Saskatchewan will use the study in its submission to a review of BHP’s offer under the Investment Canada Act, under which the federal government can block transactions if it finds they don’t provide a “net benefit” to the country. Canada yesterday extended by 30 days the deadline to review the offer.
Potash Corp., the world’s largest producer of its namesake crop nutrient, in August rejected BHP’s $130-a-share bid as too low and has sought other offers. The Saskatoon, Saskatchewan- based company said in today’s filing it would encourage the government of Saskatchewan to remain open to reviewing alternative bids “on a fact-based approach.”
Potash Corp. closed at $144.05 in New York Stock Exchange composite trading yesterday.

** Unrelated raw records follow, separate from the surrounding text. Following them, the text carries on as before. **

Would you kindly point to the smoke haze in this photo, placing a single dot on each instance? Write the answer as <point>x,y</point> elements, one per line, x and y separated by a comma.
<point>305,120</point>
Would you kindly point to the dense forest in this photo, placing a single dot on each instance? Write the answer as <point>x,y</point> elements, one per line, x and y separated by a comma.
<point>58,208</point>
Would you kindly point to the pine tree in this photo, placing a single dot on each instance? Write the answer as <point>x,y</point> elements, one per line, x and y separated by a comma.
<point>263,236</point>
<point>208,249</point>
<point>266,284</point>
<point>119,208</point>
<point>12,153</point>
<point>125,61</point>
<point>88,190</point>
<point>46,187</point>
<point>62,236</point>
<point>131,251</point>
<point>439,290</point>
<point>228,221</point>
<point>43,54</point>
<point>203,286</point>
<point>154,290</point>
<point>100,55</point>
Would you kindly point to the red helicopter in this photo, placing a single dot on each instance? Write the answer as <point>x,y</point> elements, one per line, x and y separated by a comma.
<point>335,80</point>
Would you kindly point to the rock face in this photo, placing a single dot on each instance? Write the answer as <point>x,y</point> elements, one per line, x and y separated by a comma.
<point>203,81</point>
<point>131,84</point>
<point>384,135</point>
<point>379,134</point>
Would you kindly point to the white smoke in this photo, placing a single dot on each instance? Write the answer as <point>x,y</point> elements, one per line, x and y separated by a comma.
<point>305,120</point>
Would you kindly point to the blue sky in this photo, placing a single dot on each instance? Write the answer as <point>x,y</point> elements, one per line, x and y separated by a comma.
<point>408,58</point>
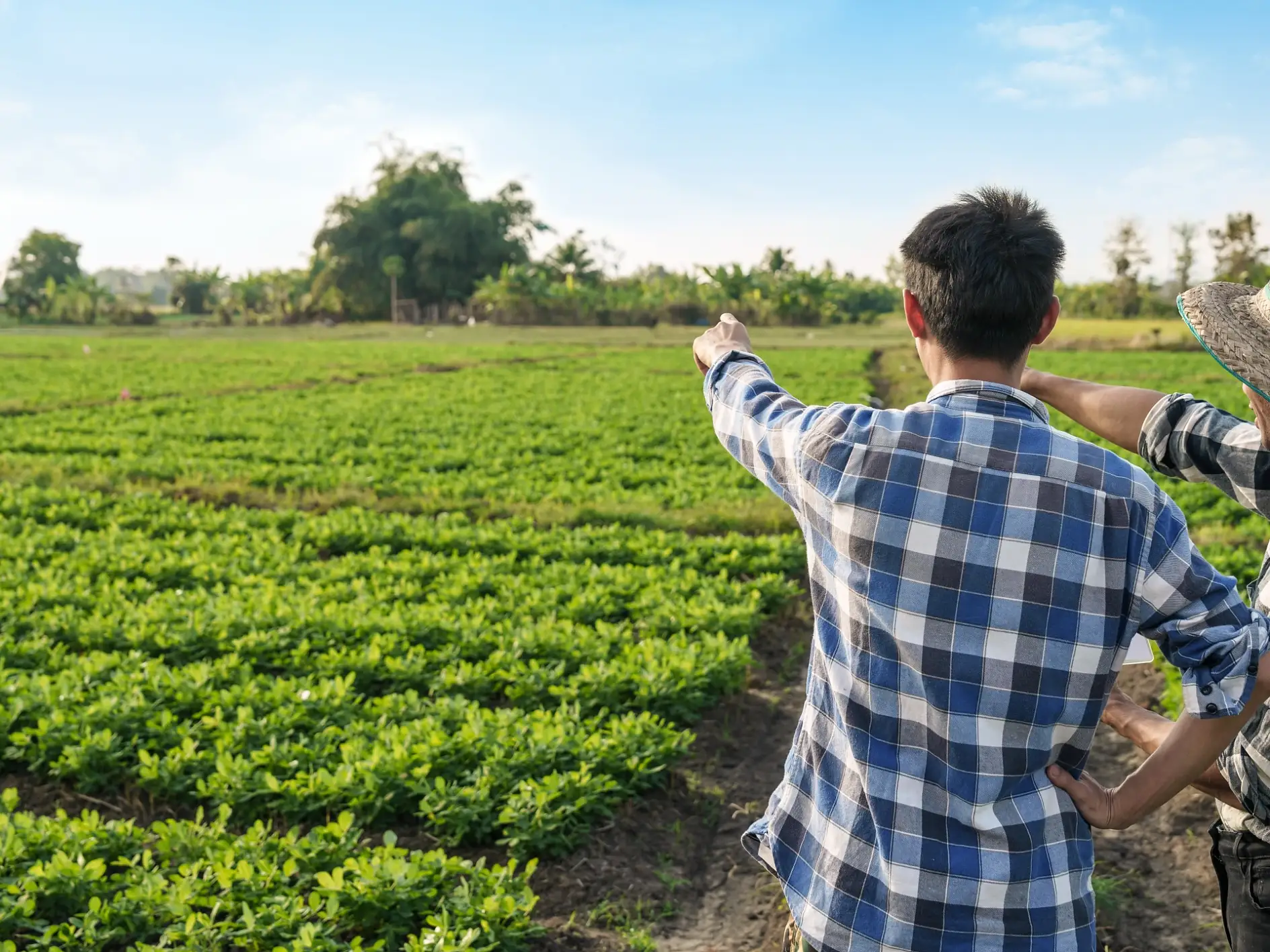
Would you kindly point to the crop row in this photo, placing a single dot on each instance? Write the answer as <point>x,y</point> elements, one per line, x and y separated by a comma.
<point>47,372</point>
<point>626,428</point>
<point>488,680</point>
<point>96,886</point>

Saskatchewan would lose out on C$200 million of tax receipts annually over a decade if BHP bought Potash Corp. because the deal would enable the Australian company to write off costs of Jansen and help it minimize corporate tax payments, the board said in the report.
“On first reading it does not seem that negative for BHP Billiton, and in our view, the governments of Canada and Saskatchewan are likely to support BHP Billiton’s proposed acquisition,” UBS AG analysts Olivia Ker and Glyn Lawcock said today in a note, referring to the conference board report.
BHP, the world’s biggest mining company, said yesterday it will study the Conference Board report. The offer “will bring significant benefits to Saskatchewan and to Canada,” it said.